- Developer: Invictus Games
- Publishers: Sadeness Software IntuitiveComputers (Switch Only)
- Platforms: Amiga, Windows, Nintendo Switch
- Release: 1997: Amiga 2004: Windows 2024: Nintendo Switch (as The Escapee)
- Genre: Action-adventure
- Mode: Single-player

= OnEscapee =

1997 video game

OnEscapee (pronounced "One Escapee", to reflect the nature of the protagonist) is an action-adventure video game, released for the Amiga in 1997. Invictus re-released the software in 2004 as freeware for Microsoft Windows to coincide with the 10th anniversary of the company's founding. In 2024, OnEscapee was released on Nintendo Switch as The Escapee.

== History ==
onEscapee was developed by Invictus Games and published by the UK-Based Sadeness Software. It was distributed in a CD format, which was unusual for the period since the Amiga 1200 was not fitted with a CD drive. Therefore, the users were required to purchase an additional external CD-ROM drive (or re-house the computer to fit an internal drive) in order to run software from discs. Since Invictus is a Hungarian team, to make the game as international as possible, text and speech was kept to a minimum. As a result, the game has support for over 17 languages. The only language featured in the game is in the music used in the titles and in one scene of the game, the menus, help text and the opening FMV sequence.

==Gameplay==
onEscapee's gameplay is very similar to Another World and Flashback: The Quest for Identity in gameplay and use similar rotoscoped, hand-drawn graphics.

== Plot ==

Daniel White is reminiscing in a monologue humanity's first encounter with "the first aliens", talking of how they ushered in "new civilizations". He goes on to mention how "healthy, strong men" suddenly began to disappear around the same time. There is a cut to a new video sequence featuring the metropolis where humanity presumably presides. Despite the cities being adequately lit and having the appearance of life, very few other humans feature in the game, with the vast majority of life being either animal or robotic.

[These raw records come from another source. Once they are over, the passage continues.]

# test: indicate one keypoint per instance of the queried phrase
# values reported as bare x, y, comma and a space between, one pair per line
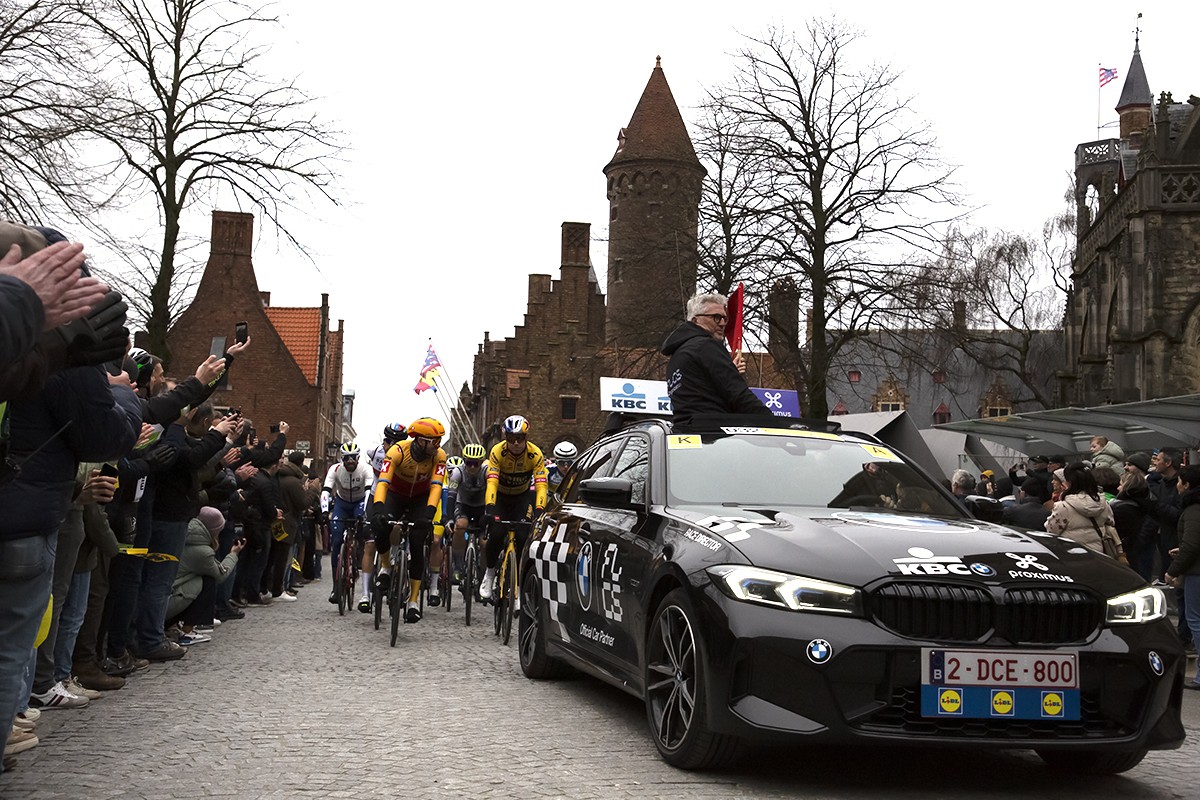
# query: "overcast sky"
475, 130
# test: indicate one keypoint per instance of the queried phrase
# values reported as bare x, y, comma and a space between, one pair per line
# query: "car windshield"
796, 469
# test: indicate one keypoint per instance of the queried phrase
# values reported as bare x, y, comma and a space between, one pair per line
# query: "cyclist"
516, 489
391, 434
347, 485
466, 491
409, 487
564, 456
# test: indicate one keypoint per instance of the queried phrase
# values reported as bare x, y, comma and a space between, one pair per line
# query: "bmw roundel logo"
820, 651
583, 575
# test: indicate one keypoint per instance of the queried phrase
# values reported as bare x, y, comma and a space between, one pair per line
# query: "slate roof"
1137, 89
657, 130
300, 331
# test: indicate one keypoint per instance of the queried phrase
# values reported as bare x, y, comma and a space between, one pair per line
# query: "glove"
87, 350
161, 457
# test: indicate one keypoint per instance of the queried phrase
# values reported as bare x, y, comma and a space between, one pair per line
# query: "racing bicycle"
346, 572
504, 587
472, 569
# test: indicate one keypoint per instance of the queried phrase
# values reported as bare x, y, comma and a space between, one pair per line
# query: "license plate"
989, 684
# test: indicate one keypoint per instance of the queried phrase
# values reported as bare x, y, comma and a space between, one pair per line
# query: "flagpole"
471, 425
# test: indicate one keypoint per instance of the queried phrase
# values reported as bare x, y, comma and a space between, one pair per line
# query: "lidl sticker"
881, 452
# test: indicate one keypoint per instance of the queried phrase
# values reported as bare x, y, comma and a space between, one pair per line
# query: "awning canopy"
1169, 421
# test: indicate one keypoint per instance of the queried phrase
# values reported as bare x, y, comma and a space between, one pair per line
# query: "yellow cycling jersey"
511, 474
409, 477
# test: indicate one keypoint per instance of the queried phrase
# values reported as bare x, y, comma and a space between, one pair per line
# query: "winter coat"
1073, 517
1027, 515
97, 422
295, 499
1164, 515
1187, 560
199, 559
1110, 456
1129, 510
702, 379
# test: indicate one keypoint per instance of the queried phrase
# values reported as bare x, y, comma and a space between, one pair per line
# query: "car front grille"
903, 716
946, 612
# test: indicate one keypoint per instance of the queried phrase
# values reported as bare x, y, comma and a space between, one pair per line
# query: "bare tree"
196, 121
843, 188
45, 82
1000, 296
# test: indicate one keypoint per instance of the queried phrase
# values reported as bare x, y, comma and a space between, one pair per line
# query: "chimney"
322, 347
784, 319
576, 242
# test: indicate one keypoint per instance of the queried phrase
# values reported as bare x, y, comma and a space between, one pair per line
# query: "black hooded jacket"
702, 379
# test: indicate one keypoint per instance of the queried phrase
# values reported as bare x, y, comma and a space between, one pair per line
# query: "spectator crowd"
1146, 505
137, 517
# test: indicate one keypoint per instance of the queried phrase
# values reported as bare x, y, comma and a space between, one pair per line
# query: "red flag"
733, 324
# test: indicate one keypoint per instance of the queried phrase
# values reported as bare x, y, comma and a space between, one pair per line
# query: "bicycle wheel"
468, 582
376, 595
510, 593
339, 588
399, 590
447, 590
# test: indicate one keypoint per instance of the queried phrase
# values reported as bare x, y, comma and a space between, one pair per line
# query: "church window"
891, 396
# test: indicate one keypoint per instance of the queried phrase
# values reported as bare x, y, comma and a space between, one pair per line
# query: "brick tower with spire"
654, 184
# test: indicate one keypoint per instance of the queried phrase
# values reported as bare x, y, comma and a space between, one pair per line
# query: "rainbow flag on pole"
429, 372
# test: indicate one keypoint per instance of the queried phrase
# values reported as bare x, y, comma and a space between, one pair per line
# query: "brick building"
1132, 326
293, 368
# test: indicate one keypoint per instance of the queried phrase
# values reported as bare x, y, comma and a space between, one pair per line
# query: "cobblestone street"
297, 702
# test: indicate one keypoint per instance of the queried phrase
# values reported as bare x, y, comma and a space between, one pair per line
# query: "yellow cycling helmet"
427, 427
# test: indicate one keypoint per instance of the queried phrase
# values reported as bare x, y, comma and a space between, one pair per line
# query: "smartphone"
108, 470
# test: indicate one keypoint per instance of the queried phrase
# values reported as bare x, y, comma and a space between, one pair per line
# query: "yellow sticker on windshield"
683, 441
881, 452
807, 434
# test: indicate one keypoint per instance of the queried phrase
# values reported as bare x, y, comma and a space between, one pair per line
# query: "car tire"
676, 667
532, 636
1092, 762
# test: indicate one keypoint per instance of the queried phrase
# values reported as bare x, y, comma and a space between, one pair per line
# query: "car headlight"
783, 590
1143, 606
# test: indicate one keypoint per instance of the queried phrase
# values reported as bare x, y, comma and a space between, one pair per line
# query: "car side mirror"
607, 492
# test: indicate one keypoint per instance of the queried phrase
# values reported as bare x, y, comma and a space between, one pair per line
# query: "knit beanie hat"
213, 519
1141, 461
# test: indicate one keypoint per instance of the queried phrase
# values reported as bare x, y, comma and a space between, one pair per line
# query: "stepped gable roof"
1137, 89
657, 130
300, 331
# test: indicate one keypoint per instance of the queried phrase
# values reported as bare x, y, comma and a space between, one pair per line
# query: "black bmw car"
802, 585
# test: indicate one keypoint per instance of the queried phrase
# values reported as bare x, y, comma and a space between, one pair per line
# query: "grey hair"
696, 305
963, 479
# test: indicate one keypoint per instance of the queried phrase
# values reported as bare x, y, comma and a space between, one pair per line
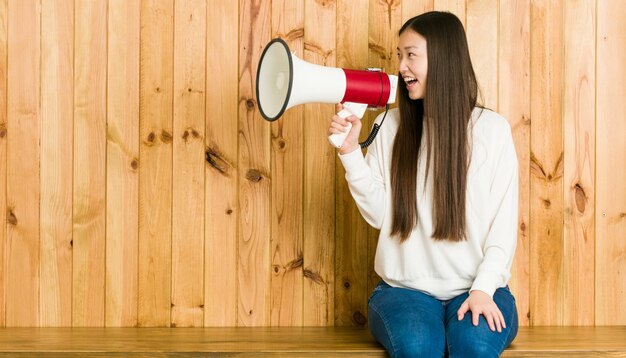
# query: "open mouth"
410, 81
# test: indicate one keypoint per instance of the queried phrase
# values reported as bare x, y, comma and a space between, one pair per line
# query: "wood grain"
384, 24
610, 288
456, 7
579, 135
319, 175
254, 171
546, 164
287, 143
482, 38
411, 8
351, 235
221, 208
155, 171
188, 164
267, 232
23, 163
90, 99
122, 188
3, 152
514, 104
57, 127
547, 341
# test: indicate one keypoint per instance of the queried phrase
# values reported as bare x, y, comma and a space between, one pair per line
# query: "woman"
441, 183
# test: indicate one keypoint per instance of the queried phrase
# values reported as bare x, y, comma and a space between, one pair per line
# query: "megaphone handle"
349, 109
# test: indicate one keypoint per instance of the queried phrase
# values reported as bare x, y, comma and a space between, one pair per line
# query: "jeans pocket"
378, 289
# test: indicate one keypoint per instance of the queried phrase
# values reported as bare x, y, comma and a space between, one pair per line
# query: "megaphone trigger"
349, 109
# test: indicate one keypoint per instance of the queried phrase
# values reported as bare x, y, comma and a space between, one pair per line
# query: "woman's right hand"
339, 125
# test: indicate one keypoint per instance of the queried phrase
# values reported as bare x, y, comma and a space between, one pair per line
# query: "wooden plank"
411, 8
188, 188
351, 233
3, 151
220, 289
57, 123
319, 175
155, 152
514, 104
194, 342
122, 186
546, 164
254, 171
579, 238
542, 341
482, 38
456, 7
287, 184
384, 24
23, 183
90, 76
611, 167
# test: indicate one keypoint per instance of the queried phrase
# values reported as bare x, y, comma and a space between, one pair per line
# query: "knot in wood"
166, 137
250, 104
151, 138
254, 175
11, 218
580, 197
359, 318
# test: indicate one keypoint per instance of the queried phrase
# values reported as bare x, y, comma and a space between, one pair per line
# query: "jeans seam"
393, 346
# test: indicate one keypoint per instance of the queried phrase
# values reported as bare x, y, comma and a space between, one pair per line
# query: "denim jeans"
411, 323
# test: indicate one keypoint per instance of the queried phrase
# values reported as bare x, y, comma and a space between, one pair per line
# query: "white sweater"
444, 269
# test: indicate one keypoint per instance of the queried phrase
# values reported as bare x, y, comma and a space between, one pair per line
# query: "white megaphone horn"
283, 81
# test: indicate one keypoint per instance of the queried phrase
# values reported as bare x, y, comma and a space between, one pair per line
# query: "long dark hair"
451, 95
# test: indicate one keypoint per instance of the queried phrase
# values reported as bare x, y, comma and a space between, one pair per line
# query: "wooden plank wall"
141, 186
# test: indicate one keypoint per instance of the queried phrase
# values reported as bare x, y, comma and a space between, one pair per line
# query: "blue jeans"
410, 323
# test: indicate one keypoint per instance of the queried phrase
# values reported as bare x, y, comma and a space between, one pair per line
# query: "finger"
338, 126
339, 120
502, 321
489, 318
497, 321
462, 310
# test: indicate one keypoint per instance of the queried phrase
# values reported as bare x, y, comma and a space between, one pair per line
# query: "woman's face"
413, 63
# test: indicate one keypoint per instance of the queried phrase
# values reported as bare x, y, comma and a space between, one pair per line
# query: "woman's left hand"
480, 303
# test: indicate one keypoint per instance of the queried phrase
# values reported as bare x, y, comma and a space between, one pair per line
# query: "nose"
402, 65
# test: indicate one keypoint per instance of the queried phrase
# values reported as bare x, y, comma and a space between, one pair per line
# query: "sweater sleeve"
499, 247
366, 183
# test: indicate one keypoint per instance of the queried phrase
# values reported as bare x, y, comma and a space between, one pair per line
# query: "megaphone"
284, 81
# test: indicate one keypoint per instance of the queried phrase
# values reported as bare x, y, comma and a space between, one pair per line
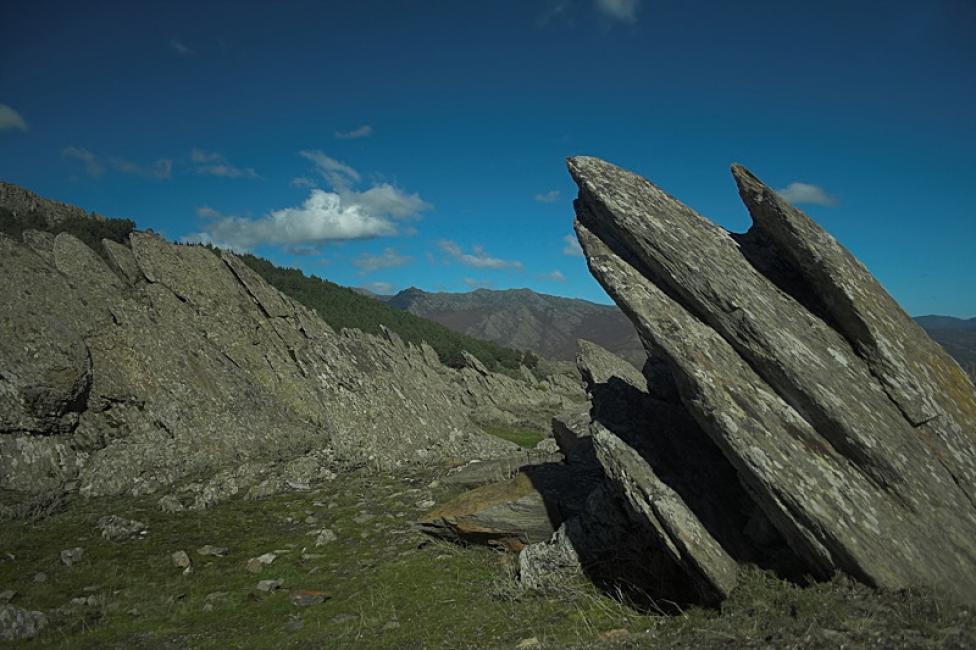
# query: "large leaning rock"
797, 366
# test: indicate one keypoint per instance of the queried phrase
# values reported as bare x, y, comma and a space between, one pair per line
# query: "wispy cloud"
478, 257
342, 214
381, 198
362, 132
624, 11
211, 163
321, 218
571, 246
11, 120
796, 193
389, 258
90, 161
180, 47
547, 197
160, 170
554, 276
380, 287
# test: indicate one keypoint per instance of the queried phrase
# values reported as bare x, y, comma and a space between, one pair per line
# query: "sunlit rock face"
852, 433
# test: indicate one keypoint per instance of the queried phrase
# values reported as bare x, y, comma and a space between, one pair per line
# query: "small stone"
270, 585
72, 555
326, 536
614, 635
17, 624
306, 598
362, 518
255, 564
214, 551
182, 561
117, 529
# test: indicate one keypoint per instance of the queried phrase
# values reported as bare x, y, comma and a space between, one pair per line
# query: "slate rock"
844, 471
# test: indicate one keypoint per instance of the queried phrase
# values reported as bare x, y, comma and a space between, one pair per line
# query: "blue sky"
389, 144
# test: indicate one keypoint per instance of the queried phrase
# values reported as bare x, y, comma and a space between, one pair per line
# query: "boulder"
793, 393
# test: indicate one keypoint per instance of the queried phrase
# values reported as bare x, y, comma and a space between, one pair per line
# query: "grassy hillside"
343, 307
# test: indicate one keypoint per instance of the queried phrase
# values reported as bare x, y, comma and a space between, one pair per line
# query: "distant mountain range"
550, 325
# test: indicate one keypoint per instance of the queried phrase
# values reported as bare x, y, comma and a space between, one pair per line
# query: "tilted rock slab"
159, 363
840, 466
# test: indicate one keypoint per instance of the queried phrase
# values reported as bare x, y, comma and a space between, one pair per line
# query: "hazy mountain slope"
547, 325
550, 325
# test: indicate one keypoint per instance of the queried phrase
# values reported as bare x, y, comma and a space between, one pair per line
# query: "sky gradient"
389, 144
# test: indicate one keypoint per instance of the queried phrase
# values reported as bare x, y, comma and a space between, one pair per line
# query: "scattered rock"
848, 428
117, 529
306, 598
212, 551
17, 624
325, 536
182, 561
270, 585
72, 556
256, 564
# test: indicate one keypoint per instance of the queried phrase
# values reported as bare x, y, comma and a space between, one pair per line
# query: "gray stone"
270, 585
72, 556
834, 461
118, 529
212, 551
181, 560
17, 624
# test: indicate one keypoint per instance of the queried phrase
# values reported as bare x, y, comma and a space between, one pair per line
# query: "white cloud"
362, 132
211, 163
160, 170
389, 258
92, 166
206, 212
477, 258
179, 47
796, 193
382, 198
380, 287
11, 119
571, 246
323, 217
623, 10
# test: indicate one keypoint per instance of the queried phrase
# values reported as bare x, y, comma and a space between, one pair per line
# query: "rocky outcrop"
849, 430
159, 363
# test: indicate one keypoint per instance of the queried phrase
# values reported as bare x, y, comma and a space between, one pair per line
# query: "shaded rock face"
850, 430
169, 362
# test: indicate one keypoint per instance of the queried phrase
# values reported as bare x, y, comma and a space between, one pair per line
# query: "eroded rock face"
850, 430
163, 363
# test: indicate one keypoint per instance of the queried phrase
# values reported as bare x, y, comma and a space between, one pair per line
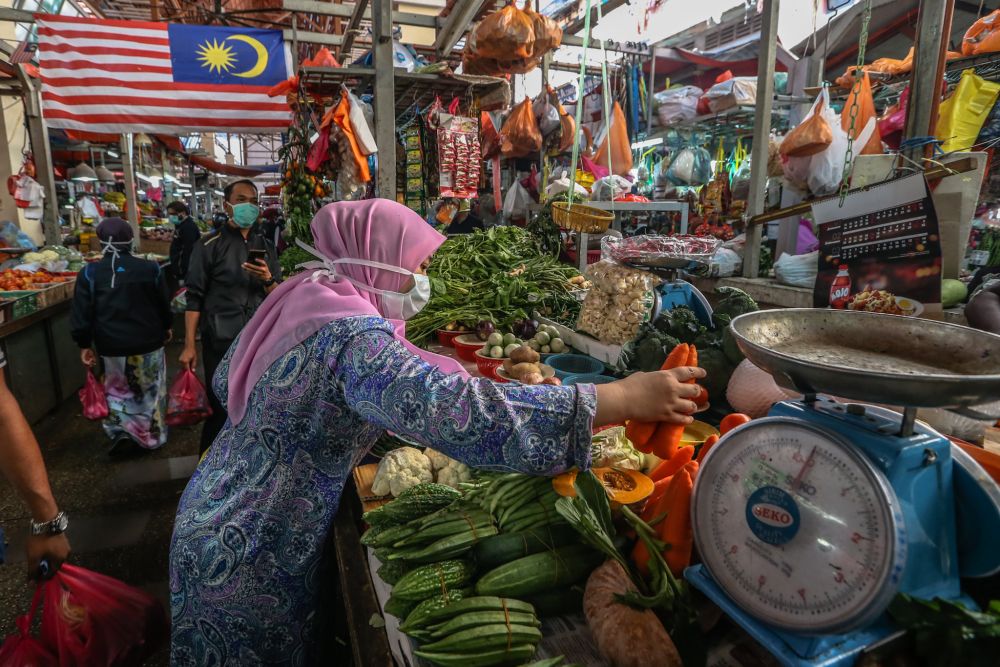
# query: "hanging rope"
845, 182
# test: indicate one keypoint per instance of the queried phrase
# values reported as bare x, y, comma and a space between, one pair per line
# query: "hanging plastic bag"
814, 134
21, 649
546, 114
93, 398
983, 36
691, 166
504, 35
93, 619
359, 123
187, 401
866, 111
616, 140
520, 133
962, 115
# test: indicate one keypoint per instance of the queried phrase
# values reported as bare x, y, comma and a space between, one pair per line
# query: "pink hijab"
378, 230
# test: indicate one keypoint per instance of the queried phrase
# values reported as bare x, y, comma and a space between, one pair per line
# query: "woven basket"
581, 218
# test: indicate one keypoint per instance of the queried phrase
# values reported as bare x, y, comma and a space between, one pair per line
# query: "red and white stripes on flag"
117, 76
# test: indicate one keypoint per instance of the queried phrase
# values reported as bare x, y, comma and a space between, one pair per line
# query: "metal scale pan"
875, 358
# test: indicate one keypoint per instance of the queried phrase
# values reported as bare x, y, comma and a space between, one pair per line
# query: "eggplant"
484, 329
525, 329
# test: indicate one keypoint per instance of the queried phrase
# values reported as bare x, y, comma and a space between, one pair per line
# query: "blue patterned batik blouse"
250, 528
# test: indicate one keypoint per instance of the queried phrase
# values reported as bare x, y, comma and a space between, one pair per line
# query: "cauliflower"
448, 471
401, 469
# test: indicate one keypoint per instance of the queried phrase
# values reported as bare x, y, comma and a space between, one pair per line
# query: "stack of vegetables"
472, 571
500, 275
718, 353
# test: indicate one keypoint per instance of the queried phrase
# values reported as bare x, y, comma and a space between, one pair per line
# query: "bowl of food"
466, 345
574, 364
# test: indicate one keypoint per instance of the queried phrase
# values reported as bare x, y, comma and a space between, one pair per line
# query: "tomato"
729, 422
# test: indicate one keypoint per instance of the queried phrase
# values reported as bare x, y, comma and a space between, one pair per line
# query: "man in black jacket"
121, 307
186, 234
230, 274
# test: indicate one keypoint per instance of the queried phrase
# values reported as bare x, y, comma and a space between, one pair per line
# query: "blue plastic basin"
574, 364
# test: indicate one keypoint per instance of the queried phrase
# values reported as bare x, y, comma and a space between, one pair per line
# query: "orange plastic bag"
617, 142
866, 111
983, 36
812, 136
505, 35
520, 134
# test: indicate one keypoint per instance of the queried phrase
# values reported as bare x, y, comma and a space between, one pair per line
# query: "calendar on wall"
880, 250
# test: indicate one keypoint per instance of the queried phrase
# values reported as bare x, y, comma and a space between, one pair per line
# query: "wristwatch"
57, 526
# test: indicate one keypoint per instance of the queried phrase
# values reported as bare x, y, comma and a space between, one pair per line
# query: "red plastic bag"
22, 649
92, 619
93, 399
187, 402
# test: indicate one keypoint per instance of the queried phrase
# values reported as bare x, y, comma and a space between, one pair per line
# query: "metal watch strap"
54, 527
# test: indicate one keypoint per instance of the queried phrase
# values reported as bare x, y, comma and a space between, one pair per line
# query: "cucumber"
558, 602
447, 547
398, 607
417, 618
478, 618
503, 656
425, 581
393, 571
540, 572
499, 549
479, 603
487, 637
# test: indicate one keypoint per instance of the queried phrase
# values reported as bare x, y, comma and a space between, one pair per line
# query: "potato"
522, 369
524, 354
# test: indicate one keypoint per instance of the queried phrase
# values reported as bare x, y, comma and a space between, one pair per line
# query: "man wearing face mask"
186, 234
230, 274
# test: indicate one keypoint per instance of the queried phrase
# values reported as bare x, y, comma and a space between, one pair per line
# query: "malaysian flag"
138, 76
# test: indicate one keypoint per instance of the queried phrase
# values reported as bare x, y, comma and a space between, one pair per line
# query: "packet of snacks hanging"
458, 154
619, 301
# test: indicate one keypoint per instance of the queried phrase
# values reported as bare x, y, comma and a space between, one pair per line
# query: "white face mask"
394, 305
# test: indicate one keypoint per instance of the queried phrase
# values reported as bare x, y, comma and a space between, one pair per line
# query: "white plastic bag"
515, 204
797, 270
359, 123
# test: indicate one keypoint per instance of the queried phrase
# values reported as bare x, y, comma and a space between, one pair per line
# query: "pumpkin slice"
622, 485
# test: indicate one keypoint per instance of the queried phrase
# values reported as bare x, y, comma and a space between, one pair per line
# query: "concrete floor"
121, 512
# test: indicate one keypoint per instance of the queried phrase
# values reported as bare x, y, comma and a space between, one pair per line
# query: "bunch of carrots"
668, 508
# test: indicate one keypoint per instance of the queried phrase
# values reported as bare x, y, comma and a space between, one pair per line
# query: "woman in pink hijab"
318, 374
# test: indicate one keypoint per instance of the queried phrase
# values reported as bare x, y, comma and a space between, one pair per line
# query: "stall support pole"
933, 32
761, 135
385, 99
131, 198
41, 150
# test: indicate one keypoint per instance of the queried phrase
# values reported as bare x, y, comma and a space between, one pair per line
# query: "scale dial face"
798, 528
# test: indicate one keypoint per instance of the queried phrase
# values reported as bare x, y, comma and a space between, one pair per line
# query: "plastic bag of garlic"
619, 301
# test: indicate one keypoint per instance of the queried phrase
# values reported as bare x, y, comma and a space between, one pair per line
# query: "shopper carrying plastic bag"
187, 402
92, 619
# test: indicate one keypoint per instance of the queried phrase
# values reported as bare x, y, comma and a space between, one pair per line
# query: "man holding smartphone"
230, 274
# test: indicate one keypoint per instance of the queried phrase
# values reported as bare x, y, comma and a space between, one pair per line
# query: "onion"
484, 329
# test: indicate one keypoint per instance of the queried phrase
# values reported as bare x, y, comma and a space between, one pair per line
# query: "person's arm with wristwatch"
21, 463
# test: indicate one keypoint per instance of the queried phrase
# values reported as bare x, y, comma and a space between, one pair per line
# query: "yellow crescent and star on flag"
226, 55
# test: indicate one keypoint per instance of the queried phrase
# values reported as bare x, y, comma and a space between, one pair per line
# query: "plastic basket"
581, 218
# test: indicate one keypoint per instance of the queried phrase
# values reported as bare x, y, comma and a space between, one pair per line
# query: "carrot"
707, 445
673, 464
639, 434
667, 437
676, 530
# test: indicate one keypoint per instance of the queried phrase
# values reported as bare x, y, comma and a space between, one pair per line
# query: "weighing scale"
811, 520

onEscapee screenshot from the Amiga version. The player, is depicted in battle stance. The character's health meter is located at the top-left.

It is unclear where the game is set. Furthermore, there does not appear to be any human influence on the land, with the majority of animal and even plant life taking alien forms. Either this is demonstrating the intrusiveness of the alien culture, or White has landed on the aliens' planet, and it is his destiny to become an "escapee" and return to Earth. If this is the case, a similar plot can be found in Flashback: The Quest for Identity.

The player sees an unlabeled automotive flying from the city into a more aerial location, with mountains visible in the background. It appears that the two drivers in the front have captured a male (White) who is in the back. As they drive, however, White wakes up and begins to struggle, causing the driver to lose control and crash. The player's sight is then diverted to a console view of a garbage disposal droid, which lists all three occupants of the automotive as dead and sends a unit to clear the wreckage.

After navigating his way through a series of caves and procuring a firearm, a gun similar to that of Another World which allows the player both to fire and activate a temporary shield, White moves into a forest area populated with what appears to be alien wildlife. From there, he makes his way through to an alien base.

White fights his way through the base, coming into first contact with the aliens' arsenal of robotic guards. Using his gun and the smattering of health regenerators, White eventually fights a boss who takes the form of himself. After defeating him, however, the shape-shifter assumes a much more threatening Grim Reaper-style form with wings and a cane. This character, who goes unnamed throughout the game, will chase White at intervals, and will vapourise him upon contact.

After taking an elevator, White finds himself in the metropolis itself. He must find a variety of strategically placed levers to unlock a door leading to what appears to be a landing strip. Along the way he fights robots and avoids guard-dogs and people piloting what appear to be flying motorcycles, as well as mobile gun turrets and aliens with grenades. Upon unlocking the exit, the boss from the previous level begins chase and, blinded by his panic, White dives off the end of the landing strip onto the rocks, where he loses consciousness.

The following morning White regains consciousness and must dive into a stream, falling down a waterfall before he can progress any further. After locating an upgrade to his gun in a water maze, he finds a passage leading to a warehouse. Inside he remarks upon the boss, cane in-hand, watching from a distance as other humans co-operate on construction of some form of aircraft.

White scales the vast warehouse, destroying a machine that lies in his way and littering the floor in components. After finding the other humans occupying the warehouse, he surrenders the equipment and the humans accept him as an ally. After implanting him with a thermometer to measure his vital signs, they board the craft. Upon the course of distracting the boss, White dives underwater, which causes the thermometer to display a reading akin to death. The crew, thus, release a rocket aimed at their origin intended to kill the boss.

His job done, White emerges from the water, his thermometer returning to normal levels. At this point the crew realise their terrible mistake, and White is killed in the blast that also destroys the boss, guaranteeing the safety of the other three human escapees, although sealing his own fate on the planet he had tried to vacate.